View Single Post
Old 10-07-05, 02:13 PM
  #11  
sggoodri
Senior Member
 
sggoodri's Avatar
 
Join Date: Oct 2004
Location: Cary, NC
Posts: 3,076

Bikes: 1983 Trek 500, 2002 Lemond Zurich, 2023 Litespeed Watia

Mentioned: 0 Post(s)
Tagged: 0 Thread(s)
Quoted: 3 Post(s)
Liked 3 Times in 3 Posts
Originally Posted by 77Univega
--- Yeah and here is an excellent article that promotes vehicular cycling:
http://www.humantransport.org/bicycl...cs1/index.html

And the article contains this evidence of the proven safety of bike lanes:
http://www.humantransport.org/bicycl...tics1/img6.gif
Be careful with your conclusions. The study showed that streets where bike lanes were added had lower crash rates than all other streets in general. But it didn't compare apples to apples, and so we don't know if stripes make roads safer, or if stripes only get added to roads that are relatively safe for cycling to begin with.

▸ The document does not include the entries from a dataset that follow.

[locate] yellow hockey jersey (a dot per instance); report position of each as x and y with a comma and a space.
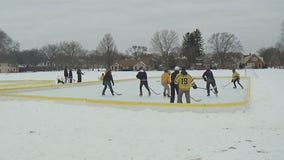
183, 81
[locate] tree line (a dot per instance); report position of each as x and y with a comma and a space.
164, 45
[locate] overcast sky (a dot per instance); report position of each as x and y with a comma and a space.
35, 23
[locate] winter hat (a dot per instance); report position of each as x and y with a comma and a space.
183, 71
176, 68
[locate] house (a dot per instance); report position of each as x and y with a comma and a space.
128, 65
8, 68
253, 61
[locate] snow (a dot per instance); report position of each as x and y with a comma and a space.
48, 129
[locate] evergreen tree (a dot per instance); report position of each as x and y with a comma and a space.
192, 46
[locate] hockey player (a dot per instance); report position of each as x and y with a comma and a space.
165, 81
107, 80
210, 80
79, 75
236, 78
174, 87
183, 80
142, 76
66, 74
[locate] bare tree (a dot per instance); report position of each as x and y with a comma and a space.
51, 52
7, 46
280, 43
137, 51
108, 48
224, 43
71, 51
165, 42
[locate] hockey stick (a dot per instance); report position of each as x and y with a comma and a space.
154, 91
226, 84
117, 93
195, 100
211, 89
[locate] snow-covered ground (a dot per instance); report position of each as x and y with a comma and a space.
48, 129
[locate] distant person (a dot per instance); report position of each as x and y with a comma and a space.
102, 76
66, 74
183, 80
236, 78
210, 80
174, 87
70, 76
107, 80
165, 81
79, 75
142, 76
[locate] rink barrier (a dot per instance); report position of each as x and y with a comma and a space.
116, 102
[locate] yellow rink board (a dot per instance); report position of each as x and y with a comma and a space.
7, 91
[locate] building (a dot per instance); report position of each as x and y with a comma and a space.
253, 61
128, 65
8, 68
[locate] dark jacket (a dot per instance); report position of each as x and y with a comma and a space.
70, 74
173, 77
108, 78
208, 75
142, 75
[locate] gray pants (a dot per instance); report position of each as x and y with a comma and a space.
187, 95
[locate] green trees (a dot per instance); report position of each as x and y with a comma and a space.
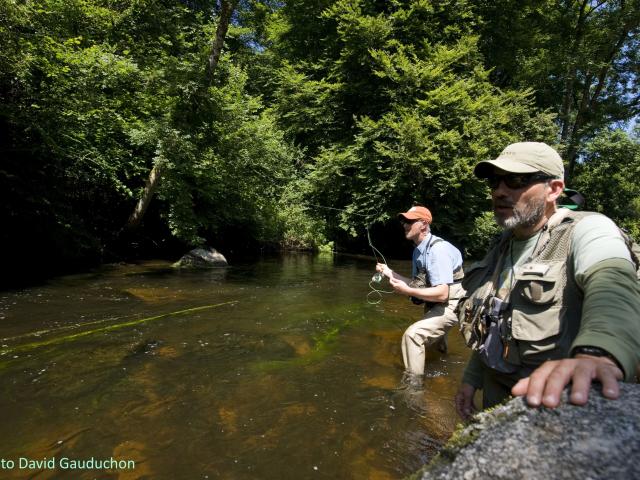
394, 106
579, 56
94, 95
609, 175
294, 123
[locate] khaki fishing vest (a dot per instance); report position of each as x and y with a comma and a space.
545, 304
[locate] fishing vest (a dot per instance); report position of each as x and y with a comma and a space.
543, 314
421, 279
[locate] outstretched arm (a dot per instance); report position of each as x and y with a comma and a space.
544, 386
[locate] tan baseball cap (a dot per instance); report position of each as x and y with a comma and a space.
524, 157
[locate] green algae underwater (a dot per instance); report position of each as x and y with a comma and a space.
276, 369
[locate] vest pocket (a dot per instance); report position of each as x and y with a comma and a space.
533, 324
538, 283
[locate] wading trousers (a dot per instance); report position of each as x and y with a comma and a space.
434, 326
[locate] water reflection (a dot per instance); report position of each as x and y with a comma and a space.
289, 374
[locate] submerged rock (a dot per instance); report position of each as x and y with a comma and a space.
600, 440
202, 258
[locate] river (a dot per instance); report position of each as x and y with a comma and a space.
282, 368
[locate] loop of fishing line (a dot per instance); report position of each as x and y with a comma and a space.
376, 253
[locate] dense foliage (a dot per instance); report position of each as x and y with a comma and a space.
321, 118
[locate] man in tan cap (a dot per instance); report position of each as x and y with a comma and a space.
436, 276
555, 301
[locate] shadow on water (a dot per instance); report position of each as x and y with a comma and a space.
277, 369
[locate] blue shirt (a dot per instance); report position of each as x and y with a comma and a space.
440, 260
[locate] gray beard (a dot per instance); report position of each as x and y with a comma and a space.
527, 216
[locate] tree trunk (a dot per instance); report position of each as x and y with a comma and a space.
226, 10
150, 188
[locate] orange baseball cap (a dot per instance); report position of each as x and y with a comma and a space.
417, 213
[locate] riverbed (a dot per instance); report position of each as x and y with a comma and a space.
286, 367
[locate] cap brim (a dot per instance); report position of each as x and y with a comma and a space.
487, 167
410, 216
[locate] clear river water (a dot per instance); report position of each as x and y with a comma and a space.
281, 368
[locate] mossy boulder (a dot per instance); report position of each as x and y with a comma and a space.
600, 440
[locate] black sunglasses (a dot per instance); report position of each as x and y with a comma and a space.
404, 221
516, 180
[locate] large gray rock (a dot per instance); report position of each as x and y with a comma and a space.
598, 441
202, 257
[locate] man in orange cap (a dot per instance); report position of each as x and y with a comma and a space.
436, 276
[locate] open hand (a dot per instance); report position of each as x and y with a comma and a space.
546, 383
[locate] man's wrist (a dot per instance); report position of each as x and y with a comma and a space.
594, 352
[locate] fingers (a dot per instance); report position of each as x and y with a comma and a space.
545, 385
464, 401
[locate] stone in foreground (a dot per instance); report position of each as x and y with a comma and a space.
202, 258
598, 441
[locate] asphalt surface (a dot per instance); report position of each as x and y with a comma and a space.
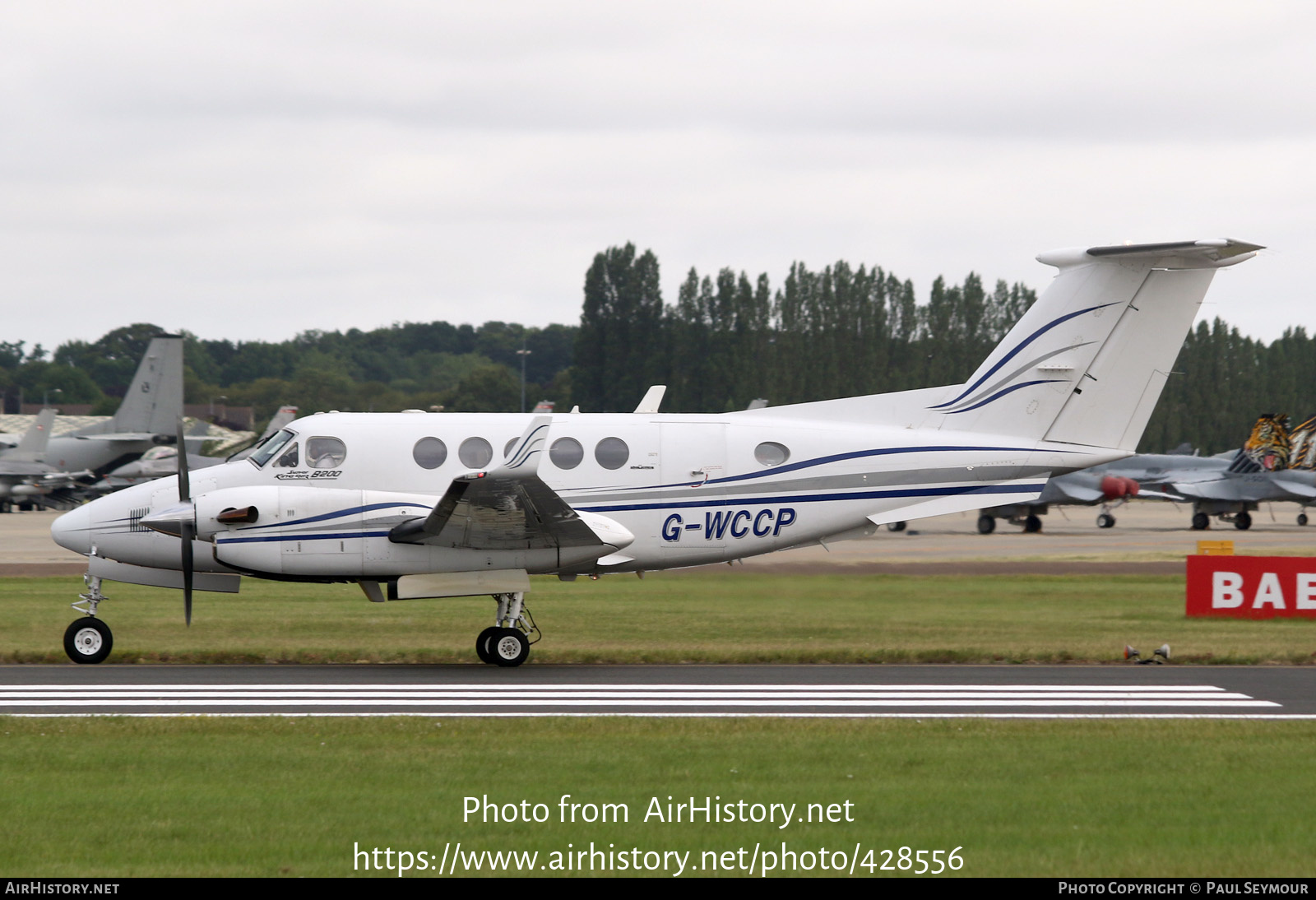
887, 691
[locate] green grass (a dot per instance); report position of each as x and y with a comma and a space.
290, 796
719, 617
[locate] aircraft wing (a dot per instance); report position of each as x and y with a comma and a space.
1295, 482
507, 508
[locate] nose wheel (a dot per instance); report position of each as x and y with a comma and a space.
89, 640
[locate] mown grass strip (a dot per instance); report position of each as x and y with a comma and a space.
707, 617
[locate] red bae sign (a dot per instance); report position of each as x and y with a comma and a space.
1252, 587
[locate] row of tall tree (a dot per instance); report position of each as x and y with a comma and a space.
848, 331
412, 364
724, 341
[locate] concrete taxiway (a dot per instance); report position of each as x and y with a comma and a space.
855, 691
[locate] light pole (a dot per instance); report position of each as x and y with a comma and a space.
523, 353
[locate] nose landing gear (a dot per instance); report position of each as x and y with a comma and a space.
89, 640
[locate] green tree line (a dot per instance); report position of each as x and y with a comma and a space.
724, 341
412, 364
849, 331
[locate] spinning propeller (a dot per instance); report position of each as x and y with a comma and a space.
188, 527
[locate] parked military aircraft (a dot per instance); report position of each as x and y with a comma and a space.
416, 505
1230, 485
25, 479
144, 420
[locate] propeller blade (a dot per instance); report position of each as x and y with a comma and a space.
188, 531
184, 489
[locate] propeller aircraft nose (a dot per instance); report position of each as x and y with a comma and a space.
171, 518
72, 531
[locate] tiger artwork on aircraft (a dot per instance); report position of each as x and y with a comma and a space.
1269, 443
1302, 448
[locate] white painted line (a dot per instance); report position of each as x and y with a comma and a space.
635, 695
458, 702
666, 715
622, 687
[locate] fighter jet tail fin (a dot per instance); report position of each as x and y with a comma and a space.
155, 401
32, 448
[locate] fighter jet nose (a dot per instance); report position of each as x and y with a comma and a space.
72, 531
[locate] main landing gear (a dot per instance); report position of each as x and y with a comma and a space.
508, 641
89, 640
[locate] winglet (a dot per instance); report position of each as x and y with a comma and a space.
524, 457
651, 401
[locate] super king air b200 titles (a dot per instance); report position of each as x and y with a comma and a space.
441, 505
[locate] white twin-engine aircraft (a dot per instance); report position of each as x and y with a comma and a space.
408, 505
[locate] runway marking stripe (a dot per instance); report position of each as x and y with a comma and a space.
618, 687
670, 715
635, 695
554, 702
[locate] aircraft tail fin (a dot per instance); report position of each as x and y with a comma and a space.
32, 448
1087, 362
155, 401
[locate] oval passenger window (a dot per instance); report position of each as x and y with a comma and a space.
475, 452
566, 452
611, 452
770, 452
429, 452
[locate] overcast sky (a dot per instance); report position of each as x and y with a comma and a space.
253, 170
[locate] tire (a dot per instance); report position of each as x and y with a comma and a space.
89, 640
508, 647
482, 643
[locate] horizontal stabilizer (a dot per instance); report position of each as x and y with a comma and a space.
651, 399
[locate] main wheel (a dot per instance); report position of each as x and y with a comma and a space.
89, 640
510, 647
482, 643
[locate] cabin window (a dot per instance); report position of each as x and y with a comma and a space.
475, 452
326, 452
429, 452
566, 452
770, 452
273, 445
289, 458
611, 452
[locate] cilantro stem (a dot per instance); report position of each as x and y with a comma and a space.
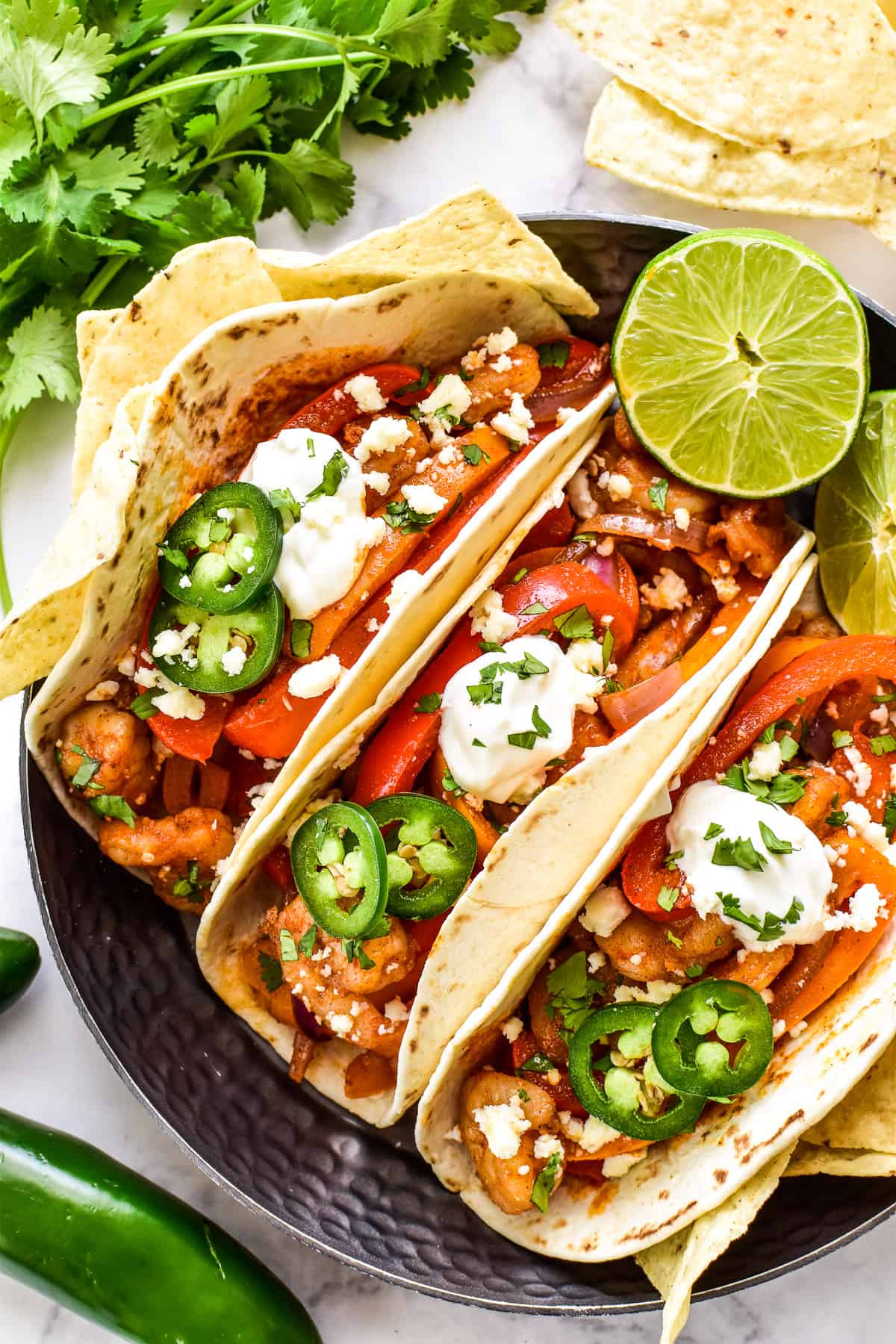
104, 277
7, 432
206, 77
240, 30
200, 19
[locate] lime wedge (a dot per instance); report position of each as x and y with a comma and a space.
856, 524
742, 362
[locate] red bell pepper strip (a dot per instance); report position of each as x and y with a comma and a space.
850, 947
335, 408
394, 759
815, 671
272, 722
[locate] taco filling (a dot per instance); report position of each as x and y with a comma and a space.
727, 924
623, 591
272, 586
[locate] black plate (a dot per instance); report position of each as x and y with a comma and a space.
361, 1195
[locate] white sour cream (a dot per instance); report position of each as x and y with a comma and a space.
803, 875
323, 553
500, 771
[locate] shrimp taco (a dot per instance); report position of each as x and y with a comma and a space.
406, 870
304, 491
715, 984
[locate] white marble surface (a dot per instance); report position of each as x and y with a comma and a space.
521, 136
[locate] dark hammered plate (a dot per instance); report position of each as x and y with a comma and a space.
361, 1195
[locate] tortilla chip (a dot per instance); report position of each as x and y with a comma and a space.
867, 1116
472, 231
47, 616
92, 327
200, 285
753, 70
817, 1160
673, 1266
635, 137
884, 222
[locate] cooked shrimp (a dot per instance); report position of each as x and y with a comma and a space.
492, 389
335, 989
180, 853
754, 534
122, 745
642, 472
398, 464
507, 1180
640, 949
822, 786
667, 640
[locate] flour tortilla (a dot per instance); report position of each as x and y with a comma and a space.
524, 885
759, 72
472, 233
692, 1174
635, 137
230, 389
673, 1266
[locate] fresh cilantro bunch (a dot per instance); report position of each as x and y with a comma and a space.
122, 141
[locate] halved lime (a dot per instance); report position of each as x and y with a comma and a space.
856, 524
742, 362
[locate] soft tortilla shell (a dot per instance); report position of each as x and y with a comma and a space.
472, 233
753, 70
635, 137
526, 880
228, 390
673, 1266
694, 1174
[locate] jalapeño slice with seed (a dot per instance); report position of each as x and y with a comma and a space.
223, 551
445, 844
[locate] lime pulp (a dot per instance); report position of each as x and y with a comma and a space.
742, 362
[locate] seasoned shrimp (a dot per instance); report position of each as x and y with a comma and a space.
122, 745
180, 853
638, 947
667, 640
492, 388
335, 989
507, 1180
398, 463
642, 473
822, 786
754, 534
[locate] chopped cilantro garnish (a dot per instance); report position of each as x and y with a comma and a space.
554, 354
575, 624
546, 1180
657, 495
300, 638
270, 971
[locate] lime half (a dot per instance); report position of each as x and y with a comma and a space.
742, 362
856, 524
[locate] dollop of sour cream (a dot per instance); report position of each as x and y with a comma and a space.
496, 768
324, 551
803, 875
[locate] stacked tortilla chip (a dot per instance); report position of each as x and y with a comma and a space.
748, 104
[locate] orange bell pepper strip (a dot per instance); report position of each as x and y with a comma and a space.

I believe it is the latter. For example, the NC Department of Transportation does not endorse bike lane installation on roads with high speed/high volume traffic or lots of driveways and intersections. And, the striping is not allowed on roads with pavement too narrow to allow adequate passing distance. As a result, many cities including the one where I live will only install striping on low-volume, low-speed streets with few junctions. These roads are inherently safer for cycling before the stripe is added. In fact, that is a deliberate decision by some of the transportation departments, who fear that striping might lure novices out onto busy, more hazardous roads if they stripe the busy roads.

So, until we see an apples-to-apples study that has enough crash data to be statistically significant, it is hard to say anything about the effect of striping on safety for the same width of pavement, junctions, and traffic characterstics. Personally, on those roads that have had bike lane stripes added to previously unstriped wide pavement, I see a lot more debris accumulation, and I have to ride closer to the cars to protect my tires. I would not be surprised if a study eventually found that riding in a clean bike lane beside a busy high-speed travel lane was safer than sharing the same road without the extra stripe. But since there are no clean bike lanes next to busy high-speed roads where I live, I cannot take advantage of this possibility.